I'm not sure what the feature is called in 0.9.26, so I'll describe it instead; essentially, I can package (vendor/cache) my gems for use in deployment and if during the deployment (bundle install vendor/bundle) a gem is found in the shared gems repo (managed through RVM gemsets per project) then that gem is used without unpacking it in vendor/bundle. This is useful to me because my ops dude pre-installs gems needing compilation on all of the systems needing it (managed through Puppet for now); these gems are currently unicorn and bson_ext.
You can argue that he just shouldn't do that and I won't argue back, but that's something he likes since he doesn't want to have to recompile unicorn, bson_ext, etc. for each system as deploys are running; we have a few systems to manage and the list is growing; we also have several services working together and not all are ruby, so he just wants simple deploys. I also can't argue too much with that as there are oodles of things he concerns himself with that I don't have/want to.
Now, in 1.0.x I can certainly get away with only using packaged gems using the --deployment flag (or --local), but in this scenario ALL packaged gems are unpacked, including those that are system gem'ed in an RVM gemset, which means they recompile if they need it. Recompile fails for me because we don't have gcc on the production systems; c'est la vie. Using --deployment in 0.9.26 isn't really a need for me I guess; more of a want.

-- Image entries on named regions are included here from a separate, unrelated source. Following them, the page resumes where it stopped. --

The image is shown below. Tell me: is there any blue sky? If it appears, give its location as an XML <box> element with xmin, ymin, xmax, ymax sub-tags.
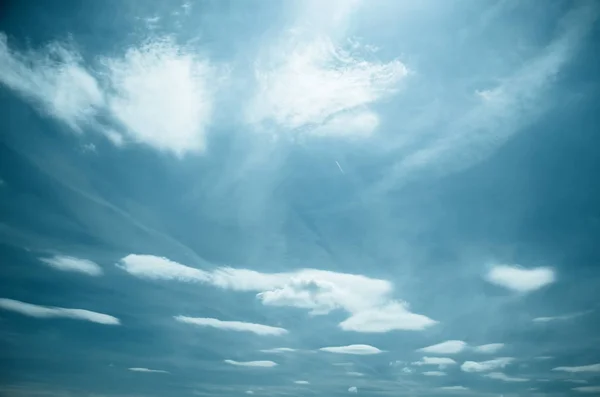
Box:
<box><xmin>0</xmin><ymin>0</ymin><xmax>600</xmax><ymax>397</ymax></box>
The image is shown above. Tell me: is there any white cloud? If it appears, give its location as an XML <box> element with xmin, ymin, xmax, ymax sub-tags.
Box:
<box><xmin>128</xmin><ymin>368</ymin><xmax>169</xmax><ymax>374</ymax></box>
<box><xmin>319</xmin><ymin>345</ymin><xmax>383</xmax><ymax>355</ymax></box>
<box><xmin>440</xmin><ymin>386</ymin><xmax>469</xmax><ymax>391</ymax></box>
<box><xmin>552</xmin><ymin>364</ymin><xmax>600</xmax><ymax>373</ymax></box>
<box><xmin>174</xmin><ymin>316</ymin><xmax>288</xmax><ymax>335</ymax></box>
<box><xmin>0</xmin><ymin>33</ymin><xmax>104</xmax><ymax>131</ymax></box>
<box><xmin>117</xmin><ymin>255</ymin><xmax>436</xmax><ymax>332</ymax></box>
<box><xmin>412</xmin><ymin>357</ymin><xmax>456</xmax><ymax>369</ymax></box>
<box><xmin>486</xmin><ymin>265</ymin><xmax>555</xmax><ymax>292</ymax></box>
<box><xmin>40</xmin><ymin>255</ymin><xmax>102</xmax><ymax>276</ymax></box>
<box><xmin>423</xmin><ymin>371</ymin><xmax>447</xmax><ymax>376</ymax></box>
<box><xmin>103</xmin><ymin>40</ymin><xmax>217</xmax><ymax>155</ymax></box>
<box><xmin>417</xmin><ymin>340</ymin><xmax>467</xmax><ymax>354</ymax></box>
<box><xmin>261</xmin><ymin>347</ymin><xmax>297</xmax><ymax>353</ymax></box>
<box><xmin>573</xmin><ymin>386</ymin><xmax>600</xmax><ymax>393</ymax></box>
<box><xmin>483</xmin><ymin>372</ymin><xmax>529</xmax><ymax>382</ymax></box>
<box><xmin>473</xmin><ymin>343</ymin><xmax>504</xmax><ymax>354</ymax></box>
<box><xmin>246</xmin><ymin>34</ymin><xmax>407</xmax><ymax>137</ymax></box>
<box><xmin>224</xmin><ymin>360</ymin><xmax>277</xmax><ymax>368</ymax></box>
<box><xmin>0</xmin><ymin>298</ymin><xmax>120</xmax><ymax>325</ymax></box>
<box><xmin>460</xmin><ymin>357</ymin><xmax>515</xmax><ymax>372</ymax></box>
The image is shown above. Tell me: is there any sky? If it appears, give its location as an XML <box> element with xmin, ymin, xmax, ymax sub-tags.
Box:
<box><xmin>0</xmin><ymin>0</ymin><xmax>600</xmax><ymax>397</ymax></box>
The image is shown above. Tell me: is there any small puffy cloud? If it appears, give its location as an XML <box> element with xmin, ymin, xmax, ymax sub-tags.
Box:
<box><xmin>0</xmin><ymin>33</ymin><xmax>104</xmax><ymax>132</ymax></box>
<box><xmin>174</xmin><ymin>316</ymin><xmax>288</xmax><ymax>336</ymax></box>
<box><xmin>573</xmin><ymin>386</ymin><xmax>600</xmax><ymax>393</ymax></box>
<box><xmin>483</xmin><ymin>372</ymin><xmax>529</xmax><ymax>382</ymax></box>
<box><xmin>473</xmin><ymin>343</ymin><xmax>504</xmax><ymax>354</ymax></box>
<box><xmin>552</xmin><ymin>364</ymin><xmax>600</xmax><ymax>373</ymax></box>
<box><xmin>319</xmin><ymin>345</ymin><xmax>383</xmax><ymax>355</ymax></box>
<box><xmin>40</xmin><ymin>255</ymin><xmax>102</xmax><ymax>276</ymax></box>
<box><xmin>417</xmin><ymin>340</ymin><xmax>467</xmax><ymax>354</ymax></box>
<box><xmin>128</xmin><ymin>368</ymin><xmax>169</xmax><ymax>374</ymax></box>
<box><xmin>117</xmin><ymin>254</ymin><xmax>436</xmax><ymax>333</ymax></box>
<box><xmin>224</xmin><ymin>360</ymin><xmax>277</xmax><ymax>368</ymax></box>
<box><xmin>246</xmin><ymin>37</ymin><xmax>408</xmax><ymax>137</ymax></box>
<box><xmin>486</xmin><ymin>265</ymin><xmax>556</xmax><ymax>292</ymax></box>
<box><xmin>261</xmin><ymin>347</ymin><xmax>297</xmax><ymax>354</ymax></box>
<box><xmin>412</xmin><ymin>357</ymin><xmax>456</xmax><ymax>369</ymax></box>
<box><xmin>423</xmin><ymin>371</ymin><xmax>447</xmax><ymax>376</ymax></box>
<box><xmin>0</xmin><ymin>298</ymin><xmax>121</xmax><ymax>325</ymax></box>
<box><xmin>460</xmin><ymin>357</ymin><xmax>515</xmax><ymax>372</ymax></box>
<box><xmin>440</xmin><ymin>386</ymin><xmax>469</xmax><ymax>391</ymax></box>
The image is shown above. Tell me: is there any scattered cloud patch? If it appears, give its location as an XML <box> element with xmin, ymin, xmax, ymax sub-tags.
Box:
<box><xmin>246</xmin><ymin>37</ymin><xmax>408</xmax><ymax>137</ymax></box>
<box><xmin>0</xmin><ymin>298</ymin><xmax>121</xmax><ymax>325</ymax></box>
<box><xmin>473</xmin><ymin>343</ymin><xmax>504</xmax><ymax>354</ymax></box>
<box><xmin>552</xmin><ymin>364</ymin><xmax>600</xmax><ymax>373</ymax></box>
<box><xmin>174</xmin><ymin>316</ymin><xmax>288</xmax><ymax>336</ymax></box>
<box><xmin>423</xmin><ymin>371</ymin><xmax>447</xmax><ymax>376</ymax></box>
<box><xmin>128</xmin><ymin>368</ymin><xmax>169</xmax><ymax>374</ymax></box>
<box><xmin>460</xmin><ymin>357</ymin><xmax>515</xmax><ymax>372</ymax></box>
<box><xmin>40</xmin><ymin>255</ymin><xmax>102</xmax><ymax>276</ymax></box>
<box><xmin>319</xmin><ymin>345</ymin><xmax>383</xmax><ymax>356</ymax></box>
<box><xmin>117</xmin><ymin>255</ymin><xmax>436</xmax><ymax>333</ymax></box>
<box><xmin>412</xmin><ymin>357</ymin><xmax>456</xmax><ymax>369</ymax></box>
<box><xmin>224</xmin><ymin>360</ymin><xmax>277</xmax><ymax>368</ymax></box>
<box><xmin>417</xmin><ymin>340</ymin><xmax>467</xmax><ymax>354</ymax></box>
<box><xmin>486</xmin><ymin>265</ymin><xmax>556</xmax><ymax>292</ymax></box>
<box><xmin>483</xmin><ymin>372</ymin><xmax>529</xmax><ymax>382</ymax></box>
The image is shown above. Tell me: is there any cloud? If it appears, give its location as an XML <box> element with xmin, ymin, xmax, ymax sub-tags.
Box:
<box><xmin>473</xmin><ymin>343</ymin><xmax>504</xmax><ymax>354</ymax></box>
<box><xmin>40</xmin><ymin>255</ymin><xmax>102</xmax><ymax>276</ymax></box>
<box><xmin>423</xmin><ymin>371</ymin><xmax>447</xmax><ymax>376</ymax></box>
<box><xmin>440</xmin><ymin>386</ymin><xmax>469</xmax><ymax>391</ymax></box>
<box><xmin>0</xmin><ymin>33</ymin><xmax>104</xmax><ymax>132</ymax></box>
<box><xmin>103</xmin><ymin>39</ymin><xmax>216</xmax><ymax>155</ymax></box>
<box><xmin>483</xmin><ymin>372</ymin><xmax>529</xmax><ymax>382</ymax></box>
<box><xmin>319</xmin><ymin>345</ymin><xmax>383</xmax><ymax>356</ymax></box>
<box><xmin>174</xmin><ymin>316</ymin><xmax>288</xmax><ymax>336</ymax></box>
<box><xmin>486</xmin><ymin>265</ymin><xmax>555</xmax><ymax>292</ymax></box>
<box><xmin>117</xmin><ymin>254</ymin><xmax>436</xmax><ymax>333</ymax></box>
<box><xmin>246</xmin><ymin>34</ymin><xmax>408</xmax><ymax>137</ymax></box>
<box><xmin>412</xmin><ymin>357</ymin><xmax>456</xmax><ymax>369</ymax></box>
<box><xmin>573</xmin><ymin>386</ymin><xmax>600</xmax><ymax>393</ymax></box>
<box><xmin>552</xmin><ymin>364</ymin><xmax>600</xmax><ymax>373</ymax></box>
<box><xmin>224</xmin><ymin>360</ymin><xmax>277</xmax><ymax>368</ymax></box>
<box><xmin>0</xmin><ymin>298</ymin><xmax>121</xmax><ymax>325</ymax></box>
<box><xmin>460</xmin><ymin>357</ymin><xmax>515</xmax><ymax>372</ymax></box>
<box><xmin>261</xmin><ymin>347</ymin><xmax>297</xmax><ymax>353</ymax></box>
<box><xmin>417</xmin><ymin>340</ymin><xmax>467</xmax><ymax>354</ymax></box>
<box><xmin>128</xmin><ymin>368</ymin><xmax>169</xmax><ymax>374</ymax></box>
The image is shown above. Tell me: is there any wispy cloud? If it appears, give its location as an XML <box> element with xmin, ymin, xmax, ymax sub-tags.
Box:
<box><xmin>0</xmin><ymin>298</ymin><xmax>121</xmax><ymax>325</ymax></box>
<box><xmin>417</xmin><ymin>340</ymin><xmax>467</xmax><ymax>354</ymax></box>
<box><xmin>128</xmin><ymin>368</ymin><xmax>169</xmax><ymax>374</ymax></box>
<box><xmin>473</xmin><ymin>343</ymin><xmax>504</xmax><ymax>354</ymax></box>
<box><xmin>485</xmin><ymin>265</ymin><xmax>556</xmax><ymax>292</ymax></box>
<box><xmin>224</xmin><ymin>360</ymin><xmax>277</xmax><ymax>368</ymax></box>
<box><xmin>460</xmin><ymin>357</ymin><xmax>515</xmax><ymax>372</ymax></box>
<box><xmin>174</xmin><ymin>316</ymin><xmax>288</xmax><ymax>336</ymax></box>
<box><xmin>319</xmin><ymin>345</ymin><xmax>384</xmax><ymax>355</ymax></box>
<box><xmin>483</xmin><ymin>372</ymin><xmax>529</xmax><ymax>382</ymax></box>
<box><xmin>412</xmin><ymin>357</ymin><xmax>456</xmax><ymax>369</ymax></box>
<box><xmin>552</xmin><ymin>364</ymin><xmax>600</xmax><ymax>373</ymax></box>
<box><xmin>117</xmin><ymin>255</ymin><xmax>436</xmax><ymax>333</ymax></box>
<box><xmin>40</xmin><ymin>255</ymin><xmax>102</xmax><ymax>276</ymax></box>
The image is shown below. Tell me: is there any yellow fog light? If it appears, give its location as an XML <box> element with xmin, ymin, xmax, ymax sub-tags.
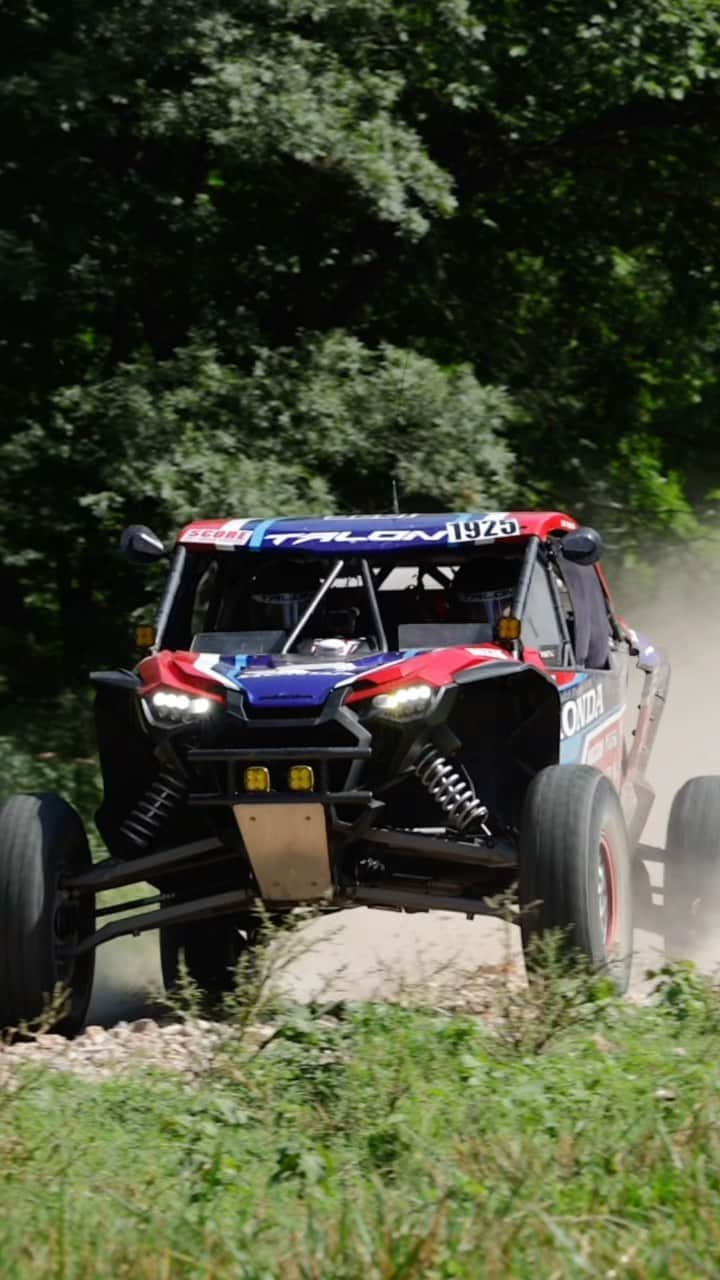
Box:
<box><xmin>287</xmin><ymin>764</ymin><xmax>315</xmax><ymax>791</ymax></box>
<box><xmin>496</xmin><ymin>617</ymin><xmax>520</xmax><ymax>640</ymax></box>
<box><xmin>242</xmin><ymin>764</ymin><xmax>270</xmax><ymax>791</ymax></box>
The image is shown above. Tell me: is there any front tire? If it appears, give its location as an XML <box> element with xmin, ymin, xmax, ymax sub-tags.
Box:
<box><xmin>519</xmin><ymin>764</ymin><xmax>633</xmax><ymax>992</ymax></box>
<box><xmin>0</xmin><ymin>794</ymin><xmax>95</xmax><ymax>1036</ymax></box>
<box><xmin>662</xmin><ymin>777</ymin><xmax>720</xmax><ymax>959</ymax></box>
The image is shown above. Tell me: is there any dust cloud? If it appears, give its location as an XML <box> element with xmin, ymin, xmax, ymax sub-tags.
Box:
<box><xmin>83</xmin><ymin>552</ymin><xmax>720</xmax><ymax>1025</ymax></box>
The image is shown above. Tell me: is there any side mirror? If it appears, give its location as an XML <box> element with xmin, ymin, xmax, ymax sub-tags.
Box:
<box><xmin>120</xmin><ymin>525</ymin><xmax>165</xmax><ymax>564</ymax></box>
<box><xmin>560</xmin><ymin>526</ymin><xmax>605</xmax><ymax>564</ymax></box>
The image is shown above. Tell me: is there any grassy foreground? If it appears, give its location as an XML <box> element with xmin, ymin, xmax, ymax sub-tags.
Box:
<box><xmin>0</xmin><ymin>968</ymin><xmax>720</xmax><ymax>1280</ymax></box>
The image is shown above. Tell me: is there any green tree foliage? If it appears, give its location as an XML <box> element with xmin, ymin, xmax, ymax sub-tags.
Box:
<box><xmin>0</xmin><ymin>0</ymin><xmax>720</xmax><ymax>681</ymax></box>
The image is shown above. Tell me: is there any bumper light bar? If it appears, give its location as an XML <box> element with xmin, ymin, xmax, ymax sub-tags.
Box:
<box><xmin>373</xmin><ymin>685</ymin><xmax>434</xmax><ymax>719</ymax></box>
<box><xmin>145</xmin><ymin>689</ymin><xmax>215</xmax><ymax>724</ymax></box>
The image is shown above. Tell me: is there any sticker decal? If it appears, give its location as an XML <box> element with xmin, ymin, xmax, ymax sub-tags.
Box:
<box><xmin>560</xmin><ymin>685</ymin><xmax>605</xmax><ymax>740</ymax></box>
<box><xmin>468</xmin><ymin>645</ymin><xmax>512</xmax><ymax>662</ymax></box>
<box><xmin>179</xmin><ymin>520</ymin><xmax>252</xmax><ymax>547</ymax></box>
<box><xmin>446</xmin><ymin>512</ymin><xmax>520</xmax><ymax>543</ymax></box>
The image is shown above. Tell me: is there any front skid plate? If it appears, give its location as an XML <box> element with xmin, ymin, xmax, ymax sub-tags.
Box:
<box><xmin>233</xmin><ymin>804</ymin><xmax>333</xmax><ymax>902</ymax></box>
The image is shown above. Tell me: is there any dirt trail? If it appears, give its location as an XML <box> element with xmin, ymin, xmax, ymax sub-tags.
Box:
<box><xmin>85</xmin><ymin>565</ymin><xmax>720</xmax><ymax>1024</ymax></box>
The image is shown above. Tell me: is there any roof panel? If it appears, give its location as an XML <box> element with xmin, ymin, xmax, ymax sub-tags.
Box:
<box><xmin>178</xmin><ymin>511</ymin><xmax>578</xmax><ymax>556</ymax></box>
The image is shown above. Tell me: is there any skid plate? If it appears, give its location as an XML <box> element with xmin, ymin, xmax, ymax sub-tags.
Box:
<box><xmin>233</xmin><ymin>804</ymin><xmax>333</xmax><ymax>902</ymax></box>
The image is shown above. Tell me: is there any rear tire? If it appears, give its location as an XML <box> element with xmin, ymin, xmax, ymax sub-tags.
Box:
<box><xmin>160</xmin><ymin>919</ymin><xmax>254</xmax><ymax>1000</ymax></box>
<box><xmin>519</xmin><ymin>764</ymin><xmax>633</xmax><ymax>992</ymax></box>
<box><xmin>0</xmin><ymin>794</ymin><xmax>95</xmax><ymax>1036</ymax></box>
<box><xmin>662</xmin><ymin>777</ymin><xmax>720</xmax><ymax>959</ymax></box>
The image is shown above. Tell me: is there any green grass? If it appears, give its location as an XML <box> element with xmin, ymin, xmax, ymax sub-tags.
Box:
<box><xmin>0</xmin><ymin>969</ymin><xmax>720</xmax><ymax>1280</ymax></box>
<box><xmin>0</xmin><ymin>695</ymin><xmax>101</xmax><ymax>847</ymax></box>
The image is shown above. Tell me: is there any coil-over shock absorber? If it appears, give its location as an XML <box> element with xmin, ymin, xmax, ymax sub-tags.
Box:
<box><xmin>120</xmin><ymin>765</ymin><xmax>187</xmax><ymax>849</ymax></box>
<box><xmin>415</xmin><ymin>742</ymin><xmax>491</xmax><ymax>837</ymax></box>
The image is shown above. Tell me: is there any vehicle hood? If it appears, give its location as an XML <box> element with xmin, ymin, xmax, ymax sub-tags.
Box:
<box><xmin>140</xmin><ymin>644</ymin><xmax>515</xmax><ymax>709</ymax></box>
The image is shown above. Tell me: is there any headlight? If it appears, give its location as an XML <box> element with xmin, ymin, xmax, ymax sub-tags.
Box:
<box><xmin>143</xmin><ymin>689</ymin><xmax>215</xmax><ymax>724</ymax></box>
<box><xmin>372</xmin><ymin>685</ymin><xmax>436</xmax><ymax>719</ymax></box>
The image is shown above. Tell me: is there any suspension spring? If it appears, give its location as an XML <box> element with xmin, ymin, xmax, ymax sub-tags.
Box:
<box><xmin>415</xmin><ymin>744</ymin><xmax>491</xmax><ymax>836</ymax></box>
<box><xmin>120</xmin><ymin>767</ymin><xmax>187</xmax><ymax>849</ymax></box>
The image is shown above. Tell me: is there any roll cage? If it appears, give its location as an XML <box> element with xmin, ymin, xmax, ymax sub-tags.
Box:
<box><xmin>154</xmin><ymin>535</ymin><xmax>617</xmax><ymax>668</ymax></box>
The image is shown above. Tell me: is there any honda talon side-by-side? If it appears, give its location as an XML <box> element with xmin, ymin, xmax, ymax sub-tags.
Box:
<box><xmin>0</xmin><ymin>512</ymin><xmax>720</xmax><ymax>1033</ymax></box>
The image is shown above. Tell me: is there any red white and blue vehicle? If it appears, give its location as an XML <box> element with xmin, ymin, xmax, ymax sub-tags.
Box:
<box><xmin>0</xmin><ymin>512</ymin><xmax>707</xmax><ymax>1029</ymax></box>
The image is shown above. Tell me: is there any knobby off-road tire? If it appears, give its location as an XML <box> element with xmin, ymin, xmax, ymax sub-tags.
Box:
<box><xmin>519</xmin><ymin>764</ymin><xmax>633</xmax><ymax>991</ymax></box>
<box><xmin>0</xmin><ymin>794</ymin><xmax>95</xmax><ymax>1036</ymax></box>
<box><xmin>160</xmin><ymin>919</ymin><xmax>252</xmax><ymax>1000</ymax></box>
<box><xmin>662</xmin><ymin>777</ymin><xmax>720</xmax><ymax>959</ymax></box>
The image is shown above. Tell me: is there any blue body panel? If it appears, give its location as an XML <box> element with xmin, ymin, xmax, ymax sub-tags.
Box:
<box><xmin>215</xmin><ymin>649</ymin><xmax>409</xmax><ymax>708</ymax></box>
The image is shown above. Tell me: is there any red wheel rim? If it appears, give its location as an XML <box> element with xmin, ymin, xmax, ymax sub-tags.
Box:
<box><xmin>597</xmin><ymin>832</ymin><xmax>618</xmax><ymax>951</ymax></box>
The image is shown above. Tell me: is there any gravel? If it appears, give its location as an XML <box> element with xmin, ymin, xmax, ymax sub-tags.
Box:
<box><xmin>0</xmin><ymin>1018</ymin><xmax>274</xmax><ymax>1089</ymax></box>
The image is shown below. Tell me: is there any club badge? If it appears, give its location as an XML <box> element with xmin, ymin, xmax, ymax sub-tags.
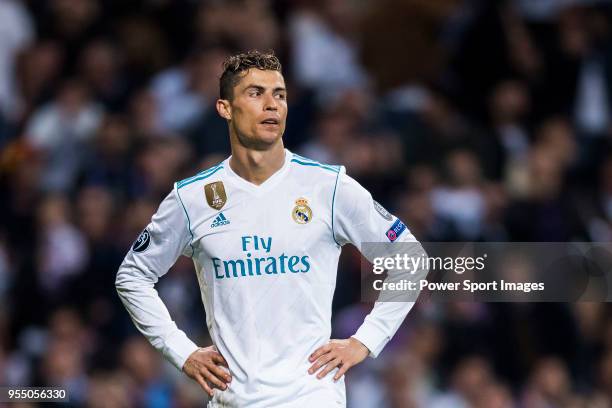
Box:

Basically, I could move to 1.0.x for this specific project (aka my day job) if there was some way to just say "please let me use the shared gem if it's actually there". A while back I tried to find out why I couldn't do this and noticed a thread in bundler's mailing/group list saying this was done on purpose because it seemed like it has the highest use-case or maybe it was an obscure need (paraphrasing from memory). This makes sense since my life is currently on the path of obscurity :)
So ... I whined. And then whined again (which you saw this time ;)
I hope any of that makes sense.
Also, thanks for reaching out. I appreciate it.